In [None]:
from utils import *
import whisper
from transformers import AutoTokenizer, AutoModelForCausalLM, pipeline
from transformers import BitsAndBytesConfig

from huggingface_hub.hf_api import HfFolder
HfFolder.save_token("")

In [3]:
audio_model = whisper.load_model("tiny.en")

In [None]:
llm_model_name = "meta-llama/Meta-Llama-3-8B-Instruct"

In [None]:
bnb_config = BitsAndBytesConfig(
    load_in_4bit=True,
    bnb_4bit_quant_type="nf4",
    bnb_4bit_use_double_quant=True,
    bnb_4bit_compute_dtype="float16"
)

tokenizer = AutoTokenizer.from_pretrained(llm_model_name)
llm_model = AutoModelForCausalLM.from_pretrained(
    llm_model_name,
    device_map="auto",
    quantization_config=bnb_config
)

' Book an appointment with Dr. John on Monday at 10am.'

In [None]:
llm_pipeline = pipeline("text-generation", model=llm_model, tokenizer=tokenizer)

In [None]:
system_prompt = f"""
You are an intelligent assistant that extracts appointment details from natural language.

Given the user's message, extract and return a JSON object with the following fields:
- intent: (schedule, cancel, reschedule)
- person: (name of the person involved)
- date: (in YYYY-MM-DD format)
- time: (in 24-hour HH:MM format)
- purpose: (meeting, call, appointment, etc.)

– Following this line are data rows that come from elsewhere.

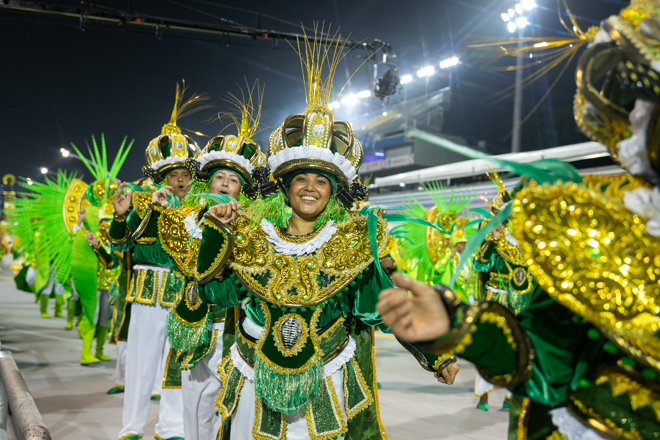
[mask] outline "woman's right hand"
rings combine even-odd
[[[222,205],[214,205],[209,208],[209,215],[222,223],[230,223],[236,218],[236,213],[241,207],[239,203],[232,200]]]
[[[114,199],[112,199],[112,206],[115,208],[115,215],[117,217],[124,217],[131,209],[133,192],[130,189],[127,189],[126,195],[124,195],[124,186],[126,186],[126,182],[122,182],[121,180],[117,181],[117,191],[115,192]]]

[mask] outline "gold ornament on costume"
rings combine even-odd
[[[365,216],[338,224],[332,238],[311,255],[275,252],[261,228],[239,213],[231,226],[234,233],[234,274],[252,293],[270,304],[308,307],[320,304],[348,286],[373,262]],[[378,222],[379,253],[388,245],[387,227]],[[262,276],[270,274],[262,284]],[[318,280],[324,278],[323,285]]]
[[[195,274],[200,239],[190,237],[185,219],[191,215],[197,219],[199,211],[199,207],[191,206],[167,208],[158,217],[158,238],[161,245],[186,277]]]
[[[185,81],[183,87],[177,83],[170,121],[163,125],[160,136],[149,142],[145,152],[147,166],[142,171],[156,183],[162,181],[170,170],[184,167],[186,159],[193,158],[199,151],[195,141],[181,133],[177,121],[192,113],[211,108],[213,104],[208,102],[209,97],[205,94],[195,94],[184,100],[187,89]]]
[[[646,92],[643,99],[660,99],[660,75],[650,67],[660,61],[660,2],[633,0],[619,15],[604,20],[600,29],[601,41],[609,41],[591,45],[580,57],[573,110],[580,129],[622,162],[619,143],[632,136],[627,102],[631,93],[622,87],[634,85],[635,91]],[[646,150],[655,173],[660,172],[658,128],[660,113],[656,109],[646,132]],[[626,166],[625,161],[622,164]],[[639,174],[653,179],[648,172]]]
[[[275,179],[297,169],[315,169],[336,175],[340,190],[348,189],[362,164],[362,145],[351,125],[335,120],[334,110],[329,107],[334,98],[334,76],[344,57],[346,42],[341,42],[338,32],[324,42],[319,38],[318,25],[314,32],[313,39],[305,34],[302,48],[299,40],[297,48],[294,47],[300,57],[307,107],[303,114],[287,117],[271,134],[269,164]],[[323,33],[321,28],[320,34]]]
[[[66,227],[68,233],[71,233],[78,222],[78,211],[89,204],[85,200],[86,192],[87,184],[79,179],[74,179],[66,190],[64,203],[62,204],[62,217],[64,218],[64,227]]]
[[[660,240],[620,198],[585,184],[532,182],[516,194],[513,228],[550,296],[660,370]]]

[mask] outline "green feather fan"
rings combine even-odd
[[[74,239],[71,252],[71,276],[76,292],[80,296],[85,317],[94,322],[96,312],[96,292],[98,290],[98,258],[87,239],[85,233],[79,231]]]

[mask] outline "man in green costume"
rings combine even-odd
[[[189,190],[190,172],[186,160],[199,151],[194,141],[181,134],[176,125],[178,115],[207,108],[205,97],[195,95],[183,100],[183,90],[177,85],[177,99],[168,124],[161,135],[153,139],[146,150],[147,165],[143,172],[154,184],[167,182],[170,206],[180,206]],[[154,211],[151,191],[127,191],[119,183],[113,204],[114,218],[110,225],[112,249],[132,250],[133,279],[127,301],[131,303],[126,354],[126,390],[124,393],[121,440],[137,440],[144,434],[144,425],[151,396],[154,374],[163,379],[159,421],[155,427],[157,439],[180,439],[183,432],[183,402],[179,364],[170,354],[165,334],[167,314],[186,288],[185,276],[164,251],[157,228],[150,227]],[[137,188],[134,188],[137,189]],[[132,206],[132,208],[131,208]]]

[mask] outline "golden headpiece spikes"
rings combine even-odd
[[[170,122],[163,125],[161,134],[181,134],[181,128],[176,125],[176,122],[179,119],[185,118],[186,116],[200,110],[206,110],[213,107],[213,104],[209,102],[210,98],[206,95],[206,93],[194,94],[184,101],[184,95],[186,90],[188,90],[188,86],[186,86],[186,80],[182,80],[182,83],[183,86],[180,86],[179,83],[176,83],[176,97],[174,98],[174,109],[172,110],[172,116],[170,117]]]

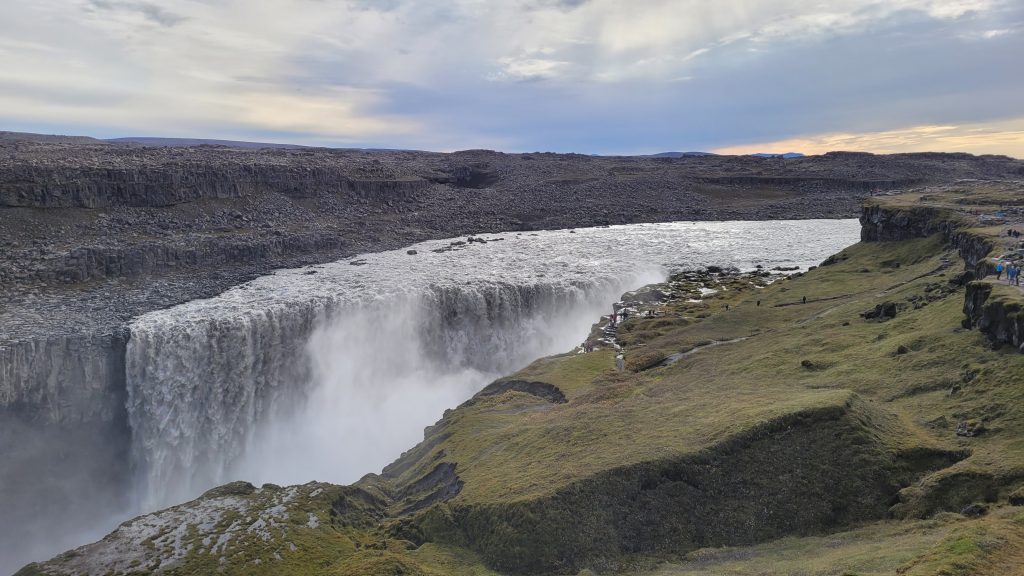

Only return the JSON. Do not include any explanations. Give the answer only once.
"""

In [None]:
audio_file = "test/test1.wav"
transcribed_audio = transcribe_audio(audio_model, audio_file)
user_prompt = f"User message: {transcribed_audio}"

In [None]:
user_prompt

In [None]:
prompt = (
    "<s>[INST] <<SYS>>\n"
    f"{system_prompt}\n"
    "<</SYS>>\n\n"
    f"{user_prompt} [/INST]"
)

In [None]:
response = llm_pipeline(prompt, max_new_tokens=256, do_sample=False)[0]["generated_text"]

In [None]:
response